On September 16 and 17, 2007, members of the DC GIA Alumni Association had the opportunity and privilege to attend two workshops presented by Mr. Alan Hodgkinson of Scotland, a renowned gemologist, author, and instructor. Each day comprised a morning session on “Visual Optics” and an afternoon session on spectroscopy. Slide presentation material and substantial hands-on experience were combined in a manner to enable participants to both understand and practice the subject techniques. The following summary is based on attendance at the presentations given September 17th.

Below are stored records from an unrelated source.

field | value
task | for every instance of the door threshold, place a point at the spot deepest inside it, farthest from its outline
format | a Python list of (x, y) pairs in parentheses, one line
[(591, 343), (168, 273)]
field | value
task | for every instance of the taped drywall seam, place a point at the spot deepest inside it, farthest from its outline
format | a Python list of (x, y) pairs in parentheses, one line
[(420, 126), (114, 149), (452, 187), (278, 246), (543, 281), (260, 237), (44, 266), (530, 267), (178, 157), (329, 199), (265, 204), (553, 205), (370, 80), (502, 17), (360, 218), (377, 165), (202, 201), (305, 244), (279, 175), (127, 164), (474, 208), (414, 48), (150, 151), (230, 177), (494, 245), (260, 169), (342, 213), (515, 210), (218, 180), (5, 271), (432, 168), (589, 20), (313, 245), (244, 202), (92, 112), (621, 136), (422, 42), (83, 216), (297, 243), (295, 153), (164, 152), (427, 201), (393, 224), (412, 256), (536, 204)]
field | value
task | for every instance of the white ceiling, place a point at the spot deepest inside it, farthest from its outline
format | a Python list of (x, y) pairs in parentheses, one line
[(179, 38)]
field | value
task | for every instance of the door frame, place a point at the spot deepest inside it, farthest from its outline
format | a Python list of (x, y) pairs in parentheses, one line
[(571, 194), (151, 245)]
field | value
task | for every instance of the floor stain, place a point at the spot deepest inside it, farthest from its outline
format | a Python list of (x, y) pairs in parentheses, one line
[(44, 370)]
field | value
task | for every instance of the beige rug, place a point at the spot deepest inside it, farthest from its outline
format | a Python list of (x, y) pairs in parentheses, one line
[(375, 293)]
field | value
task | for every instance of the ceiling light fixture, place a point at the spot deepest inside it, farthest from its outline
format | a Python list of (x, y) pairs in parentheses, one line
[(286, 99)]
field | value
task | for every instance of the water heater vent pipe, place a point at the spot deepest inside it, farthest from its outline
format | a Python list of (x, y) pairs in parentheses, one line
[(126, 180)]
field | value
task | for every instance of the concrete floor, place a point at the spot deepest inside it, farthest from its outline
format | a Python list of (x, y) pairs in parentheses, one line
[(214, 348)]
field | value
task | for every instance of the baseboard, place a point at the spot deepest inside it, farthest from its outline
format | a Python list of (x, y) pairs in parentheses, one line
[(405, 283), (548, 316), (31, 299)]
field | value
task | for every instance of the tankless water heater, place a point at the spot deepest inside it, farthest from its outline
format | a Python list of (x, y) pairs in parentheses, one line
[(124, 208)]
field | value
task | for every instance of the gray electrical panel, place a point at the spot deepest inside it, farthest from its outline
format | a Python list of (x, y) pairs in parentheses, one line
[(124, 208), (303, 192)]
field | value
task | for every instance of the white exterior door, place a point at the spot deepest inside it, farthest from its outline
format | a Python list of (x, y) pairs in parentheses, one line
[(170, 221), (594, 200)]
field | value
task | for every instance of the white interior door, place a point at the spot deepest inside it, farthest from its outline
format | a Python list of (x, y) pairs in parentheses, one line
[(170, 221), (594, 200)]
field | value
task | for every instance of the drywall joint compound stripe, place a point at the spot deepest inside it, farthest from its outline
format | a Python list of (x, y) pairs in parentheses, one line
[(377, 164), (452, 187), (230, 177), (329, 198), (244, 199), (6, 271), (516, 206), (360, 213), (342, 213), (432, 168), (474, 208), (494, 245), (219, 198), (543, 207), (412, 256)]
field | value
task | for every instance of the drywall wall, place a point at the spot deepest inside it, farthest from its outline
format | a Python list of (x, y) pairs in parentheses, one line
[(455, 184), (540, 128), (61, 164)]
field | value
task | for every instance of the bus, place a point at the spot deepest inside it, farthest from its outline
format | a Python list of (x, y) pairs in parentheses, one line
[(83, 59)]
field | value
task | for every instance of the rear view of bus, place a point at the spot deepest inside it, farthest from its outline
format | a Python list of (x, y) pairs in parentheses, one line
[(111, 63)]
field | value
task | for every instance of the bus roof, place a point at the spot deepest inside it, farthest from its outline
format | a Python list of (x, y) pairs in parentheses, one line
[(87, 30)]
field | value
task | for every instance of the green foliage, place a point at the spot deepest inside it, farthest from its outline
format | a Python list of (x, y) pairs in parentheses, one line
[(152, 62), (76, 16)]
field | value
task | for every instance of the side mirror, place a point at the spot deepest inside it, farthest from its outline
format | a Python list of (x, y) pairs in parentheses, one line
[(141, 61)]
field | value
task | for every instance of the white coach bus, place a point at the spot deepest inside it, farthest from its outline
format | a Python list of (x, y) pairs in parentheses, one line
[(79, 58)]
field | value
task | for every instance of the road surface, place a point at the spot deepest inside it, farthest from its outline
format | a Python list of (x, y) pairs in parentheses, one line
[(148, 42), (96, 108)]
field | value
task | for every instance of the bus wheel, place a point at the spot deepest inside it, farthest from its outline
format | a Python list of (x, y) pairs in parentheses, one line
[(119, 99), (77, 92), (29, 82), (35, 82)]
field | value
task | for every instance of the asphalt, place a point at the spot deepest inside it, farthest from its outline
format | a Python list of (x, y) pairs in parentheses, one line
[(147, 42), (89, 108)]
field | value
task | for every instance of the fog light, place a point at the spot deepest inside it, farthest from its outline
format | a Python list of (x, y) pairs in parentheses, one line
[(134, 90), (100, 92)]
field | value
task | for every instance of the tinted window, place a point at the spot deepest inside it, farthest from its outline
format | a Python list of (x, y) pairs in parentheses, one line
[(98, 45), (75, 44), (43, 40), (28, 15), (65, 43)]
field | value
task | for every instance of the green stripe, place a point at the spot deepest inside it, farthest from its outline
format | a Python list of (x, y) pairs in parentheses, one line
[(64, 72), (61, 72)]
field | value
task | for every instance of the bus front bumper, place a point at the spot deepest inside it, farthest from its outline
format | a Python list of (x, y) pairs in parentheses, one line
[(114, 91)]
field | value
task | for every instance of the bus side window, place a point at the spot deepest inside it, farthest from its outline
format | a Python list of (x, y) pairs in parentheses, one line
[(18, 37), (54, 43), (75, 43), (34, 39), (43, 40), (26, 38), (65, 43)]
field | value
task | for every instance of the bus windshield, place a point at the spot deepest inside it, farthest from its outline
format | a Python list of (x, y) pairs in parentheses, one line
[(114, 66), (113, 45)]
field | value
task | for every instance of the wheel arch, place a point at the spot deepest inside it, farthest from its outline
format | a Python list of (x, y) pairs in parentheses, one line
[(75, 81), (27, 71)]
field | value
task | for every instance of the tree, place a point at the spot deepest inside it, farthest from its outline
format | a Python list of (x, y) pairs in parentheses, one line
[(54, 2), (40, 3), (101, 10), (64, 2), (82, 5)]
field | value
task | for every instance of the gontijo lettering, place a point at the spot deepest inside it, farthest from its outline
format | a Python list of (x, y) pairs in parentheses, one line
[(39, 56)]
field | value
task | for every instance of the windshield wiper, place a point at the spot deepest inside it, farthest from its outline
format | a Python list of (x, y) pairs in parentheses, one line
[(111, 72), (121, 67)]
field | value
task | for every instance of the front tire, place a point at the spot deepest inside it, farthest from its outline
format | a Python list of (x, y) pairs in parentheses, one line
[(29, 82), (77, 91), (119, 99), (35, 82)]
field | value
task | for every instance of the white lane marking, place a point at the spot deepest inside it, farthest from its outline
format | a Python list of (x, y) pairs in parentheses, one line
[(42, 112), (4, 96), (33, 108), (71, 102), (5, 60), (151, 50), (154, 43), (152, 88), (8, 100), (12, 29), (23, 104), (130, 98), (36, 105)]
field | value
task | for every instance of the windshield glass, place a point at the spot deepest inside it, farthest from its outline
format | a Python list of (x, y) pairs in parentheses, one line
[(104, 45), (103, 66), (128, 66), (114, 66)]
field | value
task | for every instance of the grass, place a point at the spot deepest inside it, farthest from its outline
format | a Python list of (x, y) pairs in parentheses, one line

Dr. and Mrs. Alan Hodgkinson
“Visual Optics” is a system created by Mr. Hodgkinson for deriving information on gemological properties by observation of the light patterns seen when a viewer holds a transparent, faceted stone up to his or her eye and looks through the stone toward a concentrated light source. Five principal types of information obtained through this technique were covered: (1) Determination of whether a stone is singly or doubly refractive; (2) estimation of the relative degree of birefringence; (3) estimation of the relative degree of dispersion; (4) recognition of characteristic patterns of particular gems; and (5) estimation and measurement of refractive index.
More specifically, a doubling of the light images (bright spots against a dark background) indicates a doubly refractive stone. The closeness or separation of the two parts of a doubled imaged suggests a lesser or greater degree, respectively, of birefringence. Where the images reveal spectral colors, the amount of elongation or spreading of the spectrum (i.e., stretching of the distance from the red to the violet) increases as dispersion increases. With respect to characteristic patterns, examples included ruby (only red and blue colors are evident), as well as observable differences that can distinguish diamond (tiny, sharp secondary spectral spots), synthetic moissanite (larger, blurred secondary spectral spots), and cubic zirconia (few but primary spectral spots). Concerning refractive index, light images closer to the center of the gem indicate a lower RI, with the distance of the light images from the center of the gem increasing as the RI increases. More precise measurement of RI (and of birefringence and dispersion, where applicable) can also be made through use of a scale and apparatus developed by Mr. Hodgkinson and Mr. William Hanneman know as the Hanneman-Hodgkinson Refractometer.
Alan Hodgkinson playfully poses with two of Bobby Mann’s huge narwhal treasures.
The spectroscope workshop focused on two primary aims: (1) Spectroscope lighting and use techniques; and (2) recognition of characteristic spectrum patterns. Mr. Hodgkinson offered a wealth of tips and tricks for creating an effective viewing geometry and properly lighting different stones. Vivid analogies drawn from air travel, sporting events, and even classic childhood stories helped participants make subtle adjustments to improve the visibility of spectral lines and to remember key distinctions between gemstone species. Critically, a great deal of time during this portion was devoted to practicing with a wide variety of stones, actually trying to disc ern the spectral patterns and to learn by trial, error, and adjustment to become more adept at coaxing secrets and identities from otherwise silent objects of mystery, beauty, and delight. Eureka moments abounded.
The class members at Alan Hodgkinson’s workshop at Bobby Mann’s.
In summary, the chance to learn from a master such as Mr. Hodgkinson was an opportunity not to be missed and for which I, for one, am deeply grateful. I offer my appreciation to Mr. Hodgkinson himself, to Mr. Bobby Mann for his efforts in making these workshops a reality, and to the DC GIA Alumni Association for providing yet another presentation of the highest caliber to feed an insatiable thirst for in-depth knowledge of all things gemological.